The Kremlin's troubles are only beginning, for the repoliticization of Turks outside Turkey has many ramifications. In the face of weakened control from Moscow, Soviet Turks are unlikely to accept rule by Russians indefinitely.
Ercüment Konukman, a Turkish Government minister, recently said that, in coming years, Soviet Turks "will rise up, attain their independence" and establish states under the Turkish flag. He might just be right.
Daniel Pipes of the Foreign Policy Research Institute wrote the forthcoming book, The Rushdie Affair.
Mar. 6, 1990 update: A letter from a professor disagrees with my analysis.
To the Editor:
Readers are ill served by some of your treatment of recent events in Azerbaijan and Central Asia and their supposed repercussions outside the Soviet Union. In particular, "Moscow's Next Worry: Ethnic Turks" by Daniel Pipes (Op-Ed, Feb. 13) and "Turkey Sensitive About Its Identity" from Erzurum, Turkey (news article, Feb. 6) are sensationalist and poorly informed.

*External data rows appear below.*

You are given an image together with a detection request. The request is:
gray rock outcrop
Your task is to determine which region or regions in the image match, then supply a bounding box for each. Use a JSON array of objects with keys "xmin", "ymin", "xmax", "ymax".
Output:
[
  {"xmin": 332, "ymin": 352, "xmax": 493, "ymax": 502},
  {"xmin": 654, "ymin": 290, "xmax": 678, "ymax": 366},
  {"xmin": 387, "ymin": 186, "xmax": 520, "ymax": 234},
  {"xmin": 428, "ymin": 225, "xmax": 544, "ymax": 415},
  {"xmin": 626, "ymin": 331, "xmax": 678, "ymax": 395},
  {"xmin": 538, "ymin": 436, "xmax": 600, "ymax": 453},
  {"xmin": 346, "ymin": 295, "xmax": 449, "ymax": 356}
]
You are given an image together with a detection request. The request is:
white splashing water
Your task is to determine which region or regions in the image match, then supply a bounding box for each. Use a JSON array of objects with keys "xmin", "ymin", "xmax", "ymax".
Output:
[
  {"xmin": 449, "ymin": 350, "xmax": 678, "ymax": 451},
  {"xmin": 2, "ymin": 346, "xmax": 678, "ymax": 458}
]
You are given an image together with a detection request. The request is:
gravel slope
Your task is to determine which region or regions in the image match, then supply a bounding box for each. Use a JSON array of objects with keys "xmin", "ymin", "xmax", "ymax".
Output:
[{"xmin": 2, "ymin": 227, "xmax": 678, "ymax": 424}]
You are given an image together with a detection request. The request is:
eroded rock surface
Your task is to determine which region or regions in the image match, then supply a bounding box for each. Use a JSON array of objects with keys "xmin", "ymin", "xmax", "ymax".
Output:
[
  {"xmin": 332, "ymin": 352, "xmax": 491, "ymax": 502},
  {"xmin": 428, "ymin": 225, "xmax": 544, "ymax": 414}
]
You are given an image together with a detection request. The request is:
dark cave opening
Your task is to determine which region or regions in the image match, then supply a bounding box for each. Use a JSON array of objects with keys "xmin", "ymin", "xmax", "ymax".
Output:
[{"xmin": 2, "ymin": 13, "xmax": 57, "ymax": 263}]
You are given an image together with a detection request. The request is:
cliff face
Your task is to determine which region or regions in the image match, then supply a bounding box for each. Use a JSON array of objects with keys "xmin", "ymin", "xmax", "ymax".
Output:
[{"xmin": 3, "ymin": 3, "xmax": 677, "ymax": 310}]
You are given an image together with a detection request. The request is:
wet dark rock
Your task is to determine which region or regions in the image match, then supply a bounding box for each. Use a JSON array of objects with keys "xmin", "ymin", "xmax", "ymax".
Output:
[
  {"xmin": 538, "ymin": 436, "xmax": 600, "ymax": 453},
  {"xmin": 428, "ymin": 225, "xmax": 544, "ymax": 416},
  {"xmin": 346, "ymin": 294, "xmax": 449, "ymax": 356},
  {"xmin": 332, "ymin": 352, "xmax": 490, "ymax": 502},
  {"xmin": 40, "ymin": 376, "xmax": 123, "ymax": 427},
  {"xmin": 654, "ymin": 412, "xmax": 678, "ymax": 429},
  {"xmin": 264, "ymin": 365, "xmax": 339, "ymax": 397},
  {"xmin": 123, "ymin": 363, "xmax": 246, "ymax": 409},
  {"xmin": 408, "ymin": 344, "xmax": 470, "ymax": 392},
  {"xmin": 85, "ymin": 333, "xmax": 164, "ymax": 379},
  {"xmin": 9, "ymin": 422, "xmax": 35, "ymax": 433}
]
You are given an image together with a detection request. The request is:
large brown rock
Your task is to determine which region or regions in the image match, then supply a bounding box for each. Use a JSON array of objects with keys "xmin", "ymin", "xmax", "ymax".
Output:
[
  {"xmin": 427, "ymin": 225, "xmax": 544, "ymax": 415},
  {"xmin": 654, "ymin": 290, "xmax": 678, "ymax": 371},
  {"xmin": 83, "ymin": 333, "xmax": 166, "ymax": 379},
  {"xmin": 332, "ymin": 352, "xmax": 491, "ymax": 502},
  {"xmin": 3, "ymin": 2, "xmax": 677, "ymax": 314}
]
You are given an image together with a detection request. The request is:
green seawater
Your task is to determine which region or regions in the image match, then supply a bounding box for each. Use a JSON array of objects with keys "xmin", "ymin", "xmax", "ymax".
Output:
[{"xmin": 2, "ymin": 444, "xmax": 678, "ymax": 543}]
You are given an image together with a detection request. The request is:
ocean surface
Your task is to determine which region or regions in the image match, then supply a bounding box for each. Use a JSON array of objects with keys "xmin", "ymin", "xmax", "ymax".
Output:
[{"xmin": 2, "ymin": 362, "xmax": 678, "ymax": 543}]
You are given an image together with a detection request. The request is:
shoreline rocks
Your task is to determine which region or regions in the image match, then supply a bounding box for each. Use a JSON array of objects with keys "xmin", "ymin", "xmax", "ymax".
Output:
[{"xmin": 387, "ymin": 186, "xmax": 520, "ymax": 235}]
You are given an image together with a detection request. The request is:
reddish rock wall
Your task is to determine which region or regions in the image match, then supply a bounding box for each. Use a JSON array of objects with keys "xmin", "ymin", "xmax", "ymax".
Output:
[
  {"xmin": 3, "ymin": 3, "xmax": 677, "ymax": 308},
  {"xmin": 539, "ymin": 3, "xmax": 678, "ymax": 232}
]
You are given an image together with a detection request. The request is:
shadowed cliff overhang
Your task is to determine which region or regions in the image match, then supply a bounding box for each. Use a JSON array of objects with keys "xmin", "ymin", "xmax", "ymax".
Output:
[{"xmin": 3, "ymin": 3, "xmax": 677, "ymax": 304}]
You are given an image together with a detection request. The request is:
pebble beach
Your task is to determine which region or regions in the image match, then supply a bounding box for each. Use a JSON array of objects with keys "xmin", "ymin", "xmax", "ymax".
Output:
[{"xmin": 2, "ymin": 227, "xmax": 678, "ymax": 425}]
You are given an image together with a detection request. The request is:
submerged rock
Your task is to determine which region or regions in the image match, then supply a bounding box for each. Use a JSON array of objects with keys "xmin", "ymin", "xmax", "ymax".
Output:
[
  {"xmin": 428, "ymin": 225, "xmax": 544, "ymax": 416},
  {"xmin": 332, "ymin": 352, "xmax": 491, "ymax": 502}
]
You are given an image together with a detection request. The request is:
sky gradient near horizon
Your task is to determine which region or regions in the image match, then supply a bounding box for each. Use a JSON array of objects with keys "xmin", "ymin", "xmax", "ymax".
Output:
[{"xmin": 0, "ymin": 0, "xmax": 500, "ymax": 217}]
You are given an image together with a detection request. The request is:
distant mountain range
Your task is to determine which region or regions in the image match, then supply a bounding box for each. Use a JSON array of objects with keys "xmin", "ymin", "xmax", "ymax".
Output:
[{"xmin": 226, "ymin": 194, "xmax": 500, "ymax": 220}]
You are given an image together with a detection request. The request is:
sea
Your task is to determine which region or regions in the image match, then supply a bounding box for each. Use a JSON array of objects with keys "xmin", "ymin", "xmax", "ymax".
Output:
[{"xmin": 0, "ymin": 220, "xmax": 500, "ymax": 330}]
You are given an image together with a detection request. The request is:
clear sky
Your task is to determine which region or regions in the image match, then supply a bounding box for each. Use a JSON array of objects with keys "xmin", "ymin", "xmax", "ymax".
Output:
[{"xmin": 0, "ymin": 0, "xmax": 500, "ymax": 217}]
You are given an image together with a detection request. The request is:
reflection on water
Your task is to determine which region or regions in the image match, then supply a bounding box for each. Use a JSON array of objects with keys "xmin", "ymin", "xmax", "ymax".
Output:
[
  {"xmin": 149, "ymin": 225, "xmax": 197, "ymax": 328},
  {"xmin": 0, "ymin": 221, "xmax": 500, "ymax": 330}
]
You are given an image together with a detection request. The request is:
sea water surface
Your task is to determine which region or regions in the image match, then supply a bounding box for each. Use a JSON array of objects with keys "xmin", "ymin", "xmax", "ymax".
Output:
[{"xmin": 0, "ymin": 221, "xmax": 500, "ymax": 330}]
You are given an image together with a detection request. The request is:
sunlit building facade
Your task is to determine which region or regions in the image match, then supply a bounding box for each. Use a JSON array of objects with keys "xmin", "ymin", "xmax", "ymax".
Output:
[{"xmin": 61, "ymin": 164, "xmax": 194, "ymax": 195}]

They contain simplistic assumptions about the identity of language, ethnicity and nationality among Turks, as well as misinformation. Your report seems unable to distinguish between the Anatolian Turks and the tiny Azerbaijani minority in northeast Turkey. The commentary on Armenian history in Turkey seems to imply that this is relevant to Azerbaijan, perhaps because of the kinship of Turks and Azerbaijanis.
Mr. Pipes lumps together recent Baku events, the Nagorno-Karabakh conflict, the attempts at resettling the Crimean Turks, the Uzbek Unity Party, the Uzbek pogroms against Meskhetian Turks and the persecution of Bulgarian Turks as evidence of what he calls "Turkish nationalism" and the "repoliticization of the Turks outside of Turkey."
The Turkic peoples entered southern Central Asia, the Middle East and Eastern Europe at various times, from various places and for a variety of reasons. Their conversions to Islam occurred in different forms over eight centuries. Because of their historical, geographical and religious differences, there is no single Turkic culture and no single Turkic literary language, nor is there any historical memory of a single Turkic state.
The Central Asians have nothing politically, and very little culturally, in common with the Turkish speakers of Iran, Azerbaijan or Turkey. They also have very little in common with one another. For example, settled Uzbeks often stress their cultural ties with non-Turkic Tajiks or with East Turkestani Uighurs, but never with Kazakhs or Kirghiz.
While there seems little doubt that the Turkic nationalities of the Soviet Union, for example, Uzbeks, Kazakhs, Kazan Tatars, Crimean Turks and Tatars, Azerbaijanis and others, will seek greater political expression or independence, these movements will be motivated by national and local, not "Turkic" sentiments. The dream or nightmare of a Turkish nationalism resulting in a "Turkish" state uniting Central Asian, or all Soviet, or even worldwide "Turkdom" excites some American political scientist and journalists, and perhaps a few souls in Ankara, but is unpopular among the Turks of the Soviet Union.
Walter Feldman
New York, Feb. 14, 1990
The writer teaches language and literature of the Turks and Uzbeks at the University of Pennsylvania.